Let's use the summary package to print out some statistics of performing a forward pass on a single image.

In [9]:
summary(vgg, (3,224,224), 1)

----------------------------------------------------------------
        Layer (type)               Output Shape         Param #
            Conv2d-1          [1, 64, 224, 224]           1,792
              ReLU-2          [1, 64, 224, 224]               0
            Conv2d-3          [1, 64, 224, 224]          36,928
              ReLU-4          [1, 64, 224, 224]               0
         MaxPool2d-5          [1, 64, 112, 112]               0
            Conv2d-6         [1, 128, 112, 112]          73,856
              ReLU-7         [1, 128, 112, 112]               0
            Conv2d-8         [1, 128, 112, 112]         147,584
              ReLU-9         [1, 128, 112, 112]               0
        MaxPool2d-10           [1, 128, 56, 56]               0
           Conv2d-11           [1, 256, 56, 56]         295,168
             ReLU-12           [1, 256, 56, 56]               0
           Conv2d-13           [1, 256, 56, 56]         590,080
             ReLU-14           [1, 256,

In [10]:
summary(r18, (3,224,224), 1)

----------------------------------------------------------------
        Layer (type)               Output Shape         Param #
            Conv2d-1          [1, 64, 112, 112]           9,408
       BatchNorm2d-2          [1, 64, 112, 112]             128
              ReLU-3          [1, 64, 112, 112]               0
         MaxPool2d-4            [1, 64, 56, 56]               0
            Conv2d-5            [1, 64, 56, 56]          36,864
       BatchNorm2d-6            [1, 64, 56, 56]             128
              ReLU-7            [1, 64, 56, 56]               0
            Conv2d-8            [1, 64, 56, 56]          36,864
       BatchNorm2d-9            [1, 64, 56, 56]             128
             ReLU-10            [1, 64, 56, 56]               0
       BasicBlock-11            [1, 64, 56, 56]               0
           Conv2d-12            [1, 64, 56, 56]          36,864
      BatchNorm2d-13            [1, 64, 56, 56]             128
             ReLU-14            [1, 64,

Things to Note: 

- ResNet18 has $\sim 10$% of the number of parameters that VGG13 has (see `Total params`)
- ResNet18 takes up $\sim 15$% of the total size when compared to VGG13 (see `Total Size (MB)`)

# Visualizing the Loss Landscape of ResNets

In addition to the skip connections of ResNets enabling the training of deeper networks, they seem to also smoothen out the loss surfaces of these networks. Below is the first figure in the Visualizing Loss Landscape paper:

![](https://raw.githubusercontent.com/kvgarimella/dl-demos/main/imgs/loss_landscape.png)

At a high level, these loss landscapes are generated by:

1. training a network on a particular dataset (CIFAR10, in this case)
2. slightly perturbing the weight values in two different directions and observing the loss value over the entire dataset.

This is computationally intensive so we will be using a provided visualization tool by the authors. Navigate to the following URL: [http://www.telesens.co/loss-landscape-viz/viewer.html](http://www.telesens.co/loss-landscape-viz/viewer.html). 

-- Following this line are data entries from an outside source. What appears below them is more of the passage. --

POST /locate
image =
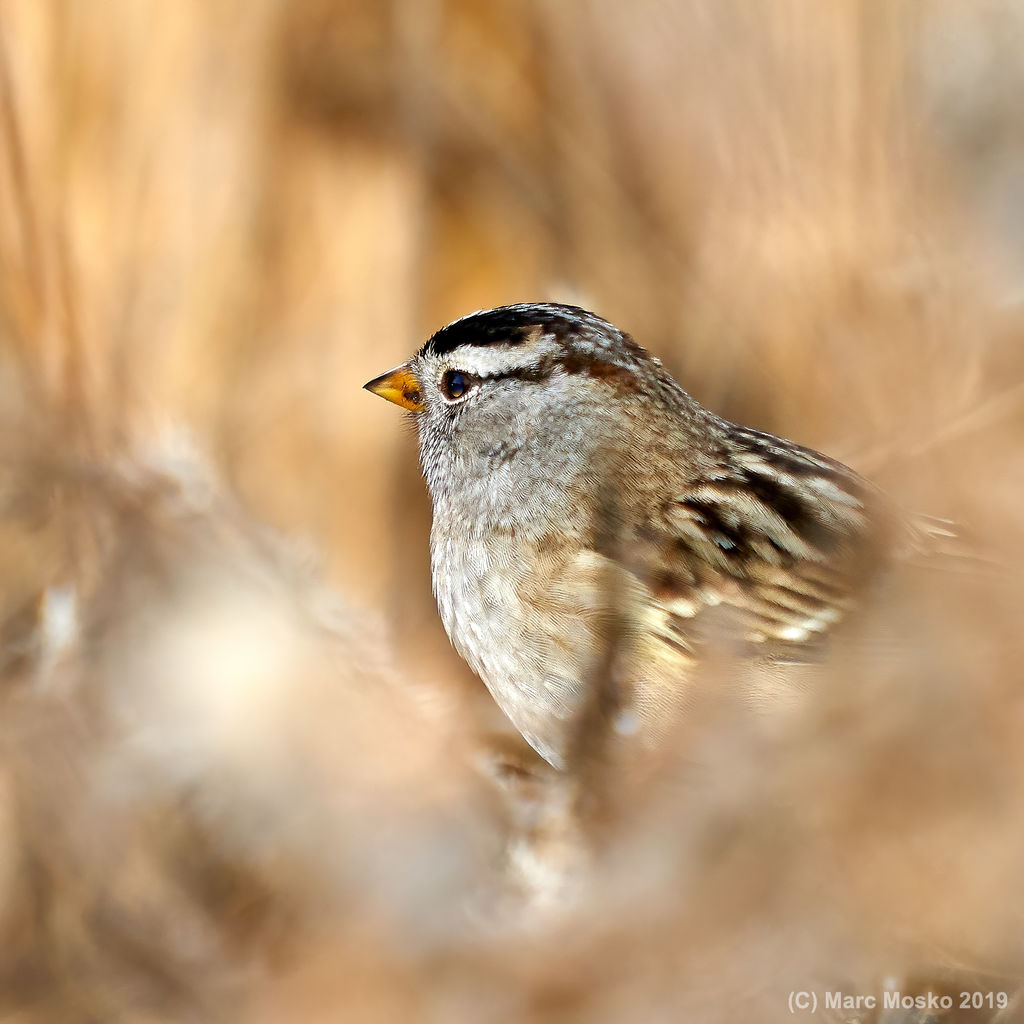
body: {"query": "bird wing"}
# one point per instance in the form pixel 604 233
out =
pixel 764 553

Try out the following configurations:
(no short) means that there are **no skip connections** in the network. 

## 1. ResNet 20 (no short) and ResNet 20 (short)

Do you see a difference in the two loss landscapes?

## 2. ResNet 56 (no short) and ResNet 56 (short)

## 3. ResNet 110 (no short) and ResNet 110 (short)

What happens to the loss landscapes as the network grows deeper?